Alors que les autorités québécoises comptent installer à la rentrée prochaine un défibrillateur dans toutes les écoles secondaires, en France l’installation des défibrillateurs dans les lieux publics se généralise de plus en plus. Appareil accessible à tous (la loi autorise à tout citoyen d’utiliser un défibrillateur) et d’une grande simplicité d’utilisation, son utilité n’est plus à prouver. Et pour cause, elle permet de sauver des vies ! En France, 50 000 personnes meurent prématurément d’un arrêt cardiaque et 7 fois sur 10, ils surviennent devant témoin.

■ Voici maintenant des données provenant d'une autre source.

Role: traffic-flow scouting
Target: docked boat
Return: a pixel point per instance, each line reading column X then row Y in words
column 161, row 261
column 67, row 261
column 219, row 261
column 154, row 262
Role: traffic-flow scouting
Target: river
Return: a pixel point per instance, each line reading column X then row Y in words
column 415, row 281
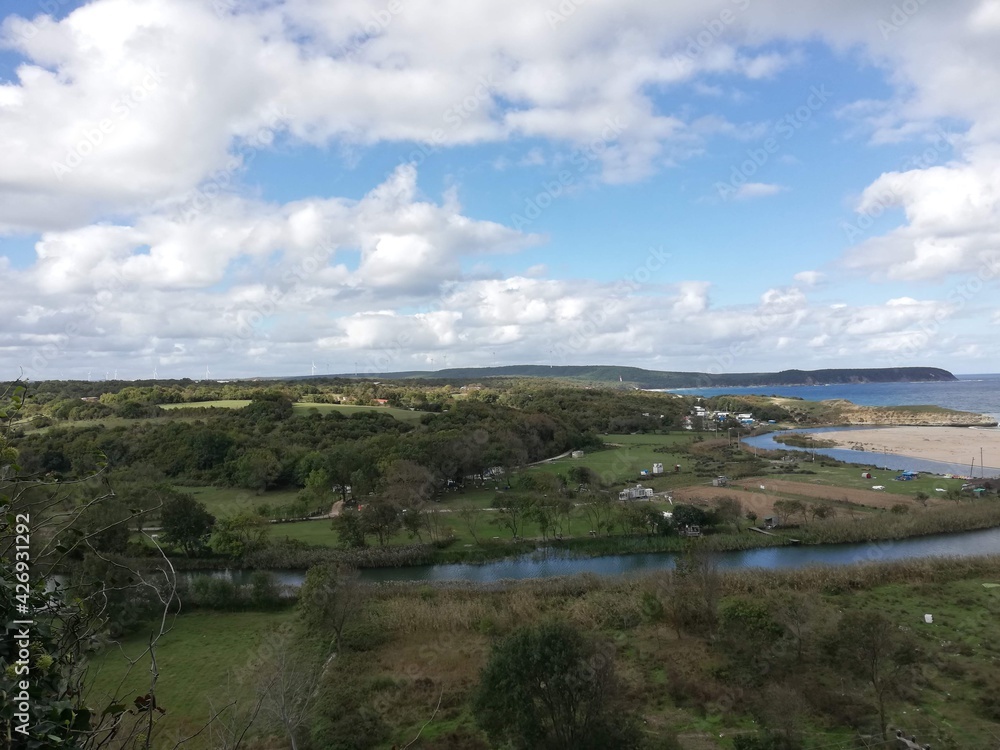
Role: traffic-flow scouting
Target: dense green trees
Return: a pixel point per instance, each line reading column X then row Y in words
column 550, row 687
column 186, row 522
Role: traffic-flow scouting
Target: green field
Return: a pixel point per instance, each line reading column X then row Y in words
column 850, row 476
column 626, row 455
column 223, row 502
column 198, row 660
column 435, row 635
column 302, row 408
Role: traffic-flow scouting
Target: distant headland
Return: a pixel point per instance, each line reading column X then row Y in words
column 651, row 379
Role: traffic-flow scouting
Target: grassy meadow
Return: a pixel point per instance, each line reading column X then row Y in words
column 418, row 646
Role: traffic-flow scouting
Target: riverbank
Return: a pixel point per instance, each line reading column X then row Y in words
column 750, row 649
column 946, row 444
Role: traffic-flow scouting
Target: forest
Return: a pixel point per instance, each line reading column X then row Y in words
column 137, row 492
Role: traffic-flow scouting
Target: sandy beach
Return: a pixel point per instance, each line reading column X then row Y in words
column 951, row 444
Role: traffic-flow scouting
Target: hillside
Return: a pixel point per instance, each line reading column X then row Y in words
column 640, row 378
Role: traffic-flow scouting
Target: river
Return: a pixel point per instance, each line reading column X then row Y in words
column 891, row 461
column 548, row 564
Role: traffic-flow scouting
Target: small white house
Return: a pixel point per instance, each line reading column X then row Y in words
column 635, row 493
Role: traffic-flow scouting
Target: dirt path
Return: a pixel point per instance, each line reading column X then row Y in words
column 871, row 498
column 761, row 501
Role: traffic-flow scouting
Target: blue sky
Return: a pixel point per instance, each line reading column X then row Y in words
column 728, row 187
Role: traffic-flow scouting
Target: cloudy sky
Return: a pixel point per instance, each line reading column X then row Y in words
column 271, row 186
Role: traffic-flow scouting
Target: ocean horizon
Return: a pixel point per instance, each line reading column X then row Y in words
column 977, row 392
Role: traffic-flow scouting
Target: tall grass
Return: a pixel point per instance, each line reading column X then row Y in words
column 598, row 602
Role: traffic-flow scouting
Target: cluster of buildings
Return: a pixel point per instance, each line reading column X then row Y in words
column 703, row 418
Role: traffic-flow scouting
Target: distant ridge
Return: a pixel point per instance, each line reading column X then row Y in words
column 640, row 378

Gros plan sur un appareil indispensable en cas d’arrêt cardiaque mais aussi et surtout, sur les gestes qui sauvent.

Défibrillateur : reconnaître l’arrêt cardiaque

L’arrêt cardiaque est dû à un trouble du rythme cardiaque appelé ” fibrillation ventriculaire “. La victime perd alors connaissance, tombe et ne réagit pas aux diverses stimulations. Parce que le cœur ne fonctionne plus ou mal, la victime ne respire plus ou les mouvements sont lents, bruyants et anarchiques. Et parce que cela peut survenir de manière brutale, mieux vaut appeler les secours, procéder à un massage cardiaque puis utiliser un défibrillateur à l’image des défibrillateur accessibles sur le site www.defibril.fr.

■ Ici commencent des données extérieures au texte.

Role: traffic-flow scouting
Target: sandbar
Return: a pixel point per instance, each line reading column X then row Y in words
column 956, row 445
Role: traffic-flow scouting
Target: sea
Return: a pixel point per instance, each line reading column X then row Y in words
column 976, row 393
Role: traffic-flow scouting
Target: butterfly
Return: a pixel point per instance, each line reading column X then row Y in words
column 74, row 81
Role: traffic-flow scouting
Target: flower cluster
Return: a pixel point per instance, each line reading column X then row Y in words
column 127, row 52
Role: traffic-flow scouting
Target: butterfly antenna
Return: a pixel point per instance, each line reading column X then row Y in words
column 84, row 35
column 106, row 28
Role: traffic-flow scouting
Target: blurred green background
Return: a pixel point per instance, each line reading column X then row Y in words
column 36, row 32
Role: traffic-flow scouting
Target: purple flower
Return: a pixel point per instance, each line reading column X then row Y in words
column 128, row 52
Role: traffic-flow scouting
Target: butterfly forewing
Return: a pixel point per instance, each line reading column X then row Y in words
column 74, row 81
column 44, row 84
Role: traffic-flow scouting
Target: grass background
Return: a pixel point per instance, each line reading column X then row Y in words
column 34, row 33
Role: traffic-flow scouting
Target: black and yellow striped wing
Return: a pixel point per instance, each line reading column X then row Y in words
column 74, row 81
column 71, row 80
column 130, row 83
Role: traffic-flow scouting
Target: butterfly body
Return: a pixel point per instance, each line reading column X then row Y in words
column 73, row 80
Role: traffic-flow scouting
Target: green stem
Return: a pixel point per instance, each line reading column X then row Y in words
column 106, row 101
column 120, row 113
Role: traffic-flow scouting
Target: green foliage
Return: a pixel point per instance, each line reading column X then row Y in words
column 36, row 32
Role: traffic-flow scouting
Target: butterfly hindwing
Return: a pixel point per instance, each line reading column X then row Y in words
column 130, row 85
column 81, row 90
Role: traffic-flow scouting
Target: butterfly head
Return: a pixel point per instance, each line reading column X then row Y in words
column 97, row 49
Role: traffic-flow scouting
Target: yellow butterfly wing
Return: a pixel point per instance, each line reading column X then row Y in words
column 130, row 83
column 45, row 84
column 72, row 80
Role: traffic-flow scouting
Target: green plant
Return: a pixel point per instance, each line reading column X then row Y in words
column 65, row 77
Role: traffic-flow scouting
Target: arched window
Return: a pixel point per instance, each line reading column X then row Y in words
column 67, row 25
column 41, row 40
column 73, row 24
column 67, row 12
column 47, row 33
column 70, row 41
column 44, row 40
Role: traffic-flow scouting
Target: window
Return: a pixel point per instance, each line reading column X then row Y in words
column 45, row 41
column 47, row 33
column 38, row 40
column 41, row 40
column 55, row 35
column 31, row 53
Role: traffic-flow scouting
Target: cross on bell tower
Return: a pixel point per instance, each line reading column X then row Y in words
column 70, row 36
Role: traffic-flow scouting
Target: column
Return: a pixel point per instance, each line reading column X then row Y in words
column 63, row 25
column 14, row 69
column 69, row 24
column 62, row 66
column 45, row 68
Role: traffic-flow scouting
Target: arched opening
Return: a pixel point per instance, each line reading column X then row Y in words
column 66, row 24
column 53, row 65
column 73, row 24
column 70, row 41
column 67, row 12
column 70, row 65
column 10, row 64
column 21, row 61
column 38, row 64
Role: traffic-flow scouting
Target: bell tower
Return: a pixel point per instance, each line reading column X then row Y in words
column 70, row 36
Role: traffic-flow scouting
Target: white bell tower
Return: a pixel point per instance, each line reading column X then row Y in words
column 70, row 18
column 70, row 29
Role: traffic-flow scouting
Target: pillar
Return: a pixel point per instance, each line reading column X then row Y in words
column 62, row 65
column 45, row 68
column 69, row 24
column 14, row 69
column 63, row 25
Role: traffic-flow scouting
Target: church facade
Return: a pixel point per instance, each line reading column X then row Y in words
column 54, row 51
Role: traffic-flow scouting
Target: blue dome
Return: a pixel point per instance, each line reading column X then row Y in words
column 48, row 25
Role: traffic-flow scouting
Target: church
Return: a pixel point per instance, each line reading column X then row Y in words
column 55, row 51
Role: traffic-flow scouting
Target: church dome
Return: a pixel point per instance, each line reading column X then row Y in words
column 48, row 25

Défibrillateur : apprendre les gestes qui sauvent 

Geste 1 : alerter 

La première des choses est de placer la victime dans une zone sécurisée. Ensuite, comme évoqué précédemment, il faut alerter les secours (en composant le 15) pour donner l’alerte. Il faut alors décrire la scène et préciser l’état de la victime de manière la plus exhaustive possible. Mieux vaut ne pas oublier de donner l’adresse et toutes les informations précises où se trouve la victime. Dans tous les cas, l’opérateur posera les questions nécessaires pour la prise en charge de la victime et surtout, il est impératif de ne pas raccrocher tant que l’opérateur du SAMU ne le précise.

Geste 2 : masser 

Pour masser le cœur de la victime, il faut l’allonger sur le dos. Une fois à genoux, placé à côté de la victime, il faut positionner les mains l’une sur l’autre, au mieux du thorax, les bras bien tendus. Bien au-dessus, il faut alors appuyer dessus en effectuant des pressions sur un rythme régulier, 2 par seconde. En parallèle, il faut aussi pratiquer des insufflations au rythme de 2 insufflations toutes les 30 compressions. 

Geste 3 : défibriller

Lorsqu’une personne est victime d’un arrêt cardiaque, après ces deux premiers gestes, le cœur doit être relancé par un choc électrique délivré par un défibrillateur. Le défibrillateur automatisé externe va alors analyser l’activité électrique du cœur de la victime, reconnaître l’anomalie à l’origine de l’arrêt cardiaque, délivrer ou inviter le sauveteur à délivrer un choc électrique pour relancer l’activité électrique normale du cœur. Pour cela, il suffit d’ouvrir le défibrillateur et se laisser guider par les instructions vocales. Puis, coller les électrodes (une sous la clavicule et l’autre sous le sein gauche), connecter le câble et attendre les résultats d’analyse de l’appareil. Ensuite, deux possibilités se présentent : le choc est recommandé ou le choc n’est pas recommandé, dans ce deuxième cas, il faut reprendre le massage cardiaque.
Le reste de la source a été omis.